Published in final edited form as: Eur J Pediatr. 1993;152(Suppl 1):S71–S76. doi: 10.1007/bf02072093

Liver transplantation for type I and type IV glycogen storage disease

R Selby 1, TE Starzl 1, E Yunis 1, S Todo 1, AG Tzakis 1, BI Brown 2, RS Kendall 3
PMCID: PMC2974302  NIHMSID: NIHMS242895  PMID: 8319729

Abstract

Progressive liver failure or hepatic complications of the primary disease led to orthotopic liver transplantation in eight children with glycogen storage disease over a 9-year period. One patient had glycogen storage disease (GSD) type I (von Gierke disease) and seven patients had type IV GSD (Andersen disease). As previously reported [19], a 16.5-year-old-girl with GSD type I was successfully treated in 1982 by orthotopic liver transplantation under cyclosporine and steroid immunosuppression. The metabolic consequences of the disease have been eliminated, the renal function and size have remained normal, and the patient has lived a normal young adult life. A late portal venous thrombosis was treated successfully with a distal splenorenal shunt. Orthotopic liver transplantation was performed in seven children with type N GSD who had progressive hepatic failure. Two patients died early from technical complications. The other five have no evidence of recurrent hepatic amylopectinosis after 1.1–5.8 postoperative years. They have had good physical and intellectual maturation. Amylopectin was found in many extrahepatic tissues prior to surgery, but cardiopathy and skeletal myopathy have not developed after transplantation. Postoperative heart biopsies from patients showed either minimal amylopectin deposits as long as 4.5 years following transplantation or a dramatic reduction in sequential biopsies from one patient who initially had dense myocardial deposits. Serious hepatic derangement is seen most commonly in types T and IV GSD. Liver transplantation cures the hepatic manifestations of both types. The extrahepatic deposition of abnormal glycogen appears not to be problematic in type I disease, and while potentially more threatening in type IV disease, may actually exhibit signs of regression after hepatic allografting.

Keywords: Liver transplantation, Types I and IV glycogen storage disease, Amylopectinosis

Introduction

By evaluation of products of hepatic synthesis such as haptoglobin [17, 22, 29] group specific component [17, 18], and others [1, 2, 24, 32, 36] it has been demonstrated that liver homografts retain their original metabolic specificity after liver transplantation. It has been well recognized that hepatic transplantation has been effective in the treatment of certain inborn errors of metabolism that result partly or completely from defects in hepatic function [18]. Some of these, notably the glycogenoses, also result in anatomic impairment of the liver and progressive liver failure.
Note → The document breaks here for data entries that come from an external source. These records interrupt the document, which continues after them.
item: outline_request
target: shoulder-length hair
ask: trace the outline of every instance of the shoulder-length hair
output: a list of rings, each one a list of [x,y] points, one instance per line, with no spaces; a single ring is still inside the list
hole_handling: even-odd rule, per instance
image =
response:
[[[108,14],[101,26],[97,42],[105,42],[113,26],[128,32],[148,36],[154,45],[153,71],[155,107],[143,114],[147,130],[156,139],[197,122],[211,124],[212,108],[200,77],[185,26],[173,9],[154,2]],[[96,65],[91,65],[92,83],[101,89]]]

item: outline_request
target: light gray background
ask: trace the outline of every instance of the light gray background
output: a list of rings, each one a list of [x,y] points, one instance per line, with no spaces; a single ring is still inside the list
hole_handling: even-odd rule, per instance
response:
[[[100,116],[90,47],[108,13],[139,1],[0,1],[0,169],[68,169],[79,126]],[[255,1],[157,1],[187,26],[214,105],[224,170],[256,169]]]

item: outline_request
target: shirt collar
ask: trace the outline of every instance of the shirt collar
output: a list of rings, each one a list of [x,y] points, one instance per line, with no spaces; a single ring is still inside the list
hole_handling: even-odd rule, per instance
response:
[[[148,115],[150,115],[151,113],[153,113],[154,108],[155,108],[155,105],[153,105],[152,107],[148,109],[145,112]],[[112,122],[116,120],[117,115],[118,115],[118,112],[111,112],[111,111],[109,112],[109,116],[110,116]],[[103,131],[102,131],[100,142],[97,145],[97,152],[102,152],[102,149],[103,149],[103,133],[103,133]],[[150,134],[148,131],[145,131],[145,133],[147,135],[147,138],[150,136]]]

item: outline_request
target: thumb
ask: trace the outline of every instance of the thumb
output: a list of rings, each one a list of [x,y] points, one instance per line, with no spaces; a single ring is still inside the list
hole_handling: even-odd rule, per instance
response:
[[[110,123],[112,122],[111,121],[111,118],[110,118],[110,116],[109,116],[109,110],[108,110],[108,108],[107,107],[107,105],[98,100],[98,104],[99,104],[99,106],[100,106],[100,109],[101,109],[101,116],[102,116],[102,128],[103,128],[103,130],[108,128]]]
Type I glycogen storage disease (GSD) results in glycogen overloading in liver, kidney, and intestinal cells which are deficient in glucose 6 phosphatase [8, 23]. Hypoglycemia, deficient gluconeogenesis, and accumulation of lactic acid underlie the clinical manifestations of seizures, systemic acidosis, hyperlipidemia, and growth retardation [10]. Such pre-operative clinical signs prevailed in the first patient that was transplanted for type I GSD nearly 9 years ago.
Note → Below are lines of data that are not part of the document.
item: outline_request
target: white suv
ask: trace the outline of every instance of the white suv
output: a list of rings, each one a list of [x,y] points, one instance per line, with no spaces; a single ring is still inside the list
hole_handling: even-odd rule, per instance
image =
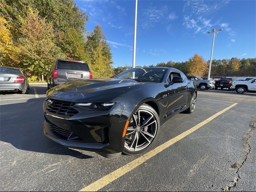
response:
[[[234,81],[231,86],[238,93],[244,93],[247,91],[256,91],[256,79],[248,81]]]

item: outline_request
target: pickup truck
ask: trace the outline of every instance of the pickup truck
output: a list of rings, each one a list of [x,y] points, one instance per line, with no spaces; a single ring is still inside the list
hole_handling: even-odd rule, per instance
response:
[[[196,87],[201,90],[208,90],[214,87],[214,82],[213,80],[203,79],[197,76],[187,76],[187,78],[190,81],[194,81]]]
[[[256,79],[248,81],[237,81],[232,84],[231,89],[238,93],[244,93],[248,91],[256,91]]]
[[[234,81],[232,78],[222,78],[219,80],[215,81],[215,89],[217,90],[220,87],[221,89],[223,88],[228,88],[228,90],[231,89],[231,84]]]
In Type IV GSD (Andersen disease, amylopectinosis) [3], branching enzyme alpha-1, 4-glucan: alpha-1,4-glucan 6-g1ycosyl transferase activity is notably absent in hepatic tissue as well as in cultured skin fibroblasts and other tissues [6, 15]. Fatal hepatic complications usually occur by the age of 2–4 years, but in exceptional cases involvement in other organ systems may be prominent mortality factors [4, 5, 12, 14, 27, 35]. Liver transplantation for this disease was first attempted in 1972, but the recipient died 110 days later after uncontrolled rejection of his first liver and attempted retransplantation [31]. The first successful liver replacement was in September 1984 in patient 1 of the present series, and since then, we have made six more such attempts. These seven cases are the basis of this report.

Methods

Type I GSD

This liver recipient was diagnosed clinically and histologically at age 2.5 years and transplanted at age 16.5. An older sibling had died in infancy with the same disease.

Type IV GSD

The seven liver transplantations were performed between 6 September 1984 and 26 May 1989 (Table 1). All patients were males with two sets of brothers. The mean age at diagnosis was 11 months (range prenatal to 24 months) and the mean age at the time of transplantation was 29 months (11–46). The mean time from diagnosis until transplantation was 16.7 months.

Table 1.

Clinical data of patients with type IV glycogen storage disease undergoing liver transplantation

Patient Age (months) at transplantation Skin fibroblast branching enzyme activityc (µmoles/min/mg) Survival
1a 31 0.10 73 months
2 11 0.07 Died 7 days after LTx
3b 36 0.11 Died 36 days after LTx
4 46 0.11 58 months
5b 22 0.08 35 months
6a 20 0.06 18 months
7 34 0.09 16 months
a

Siblings

b

Siblings

c

Normal branching enzyme activity in skin fibroblasts: 1 to 2 µmoles/min/mg protein [2, 4]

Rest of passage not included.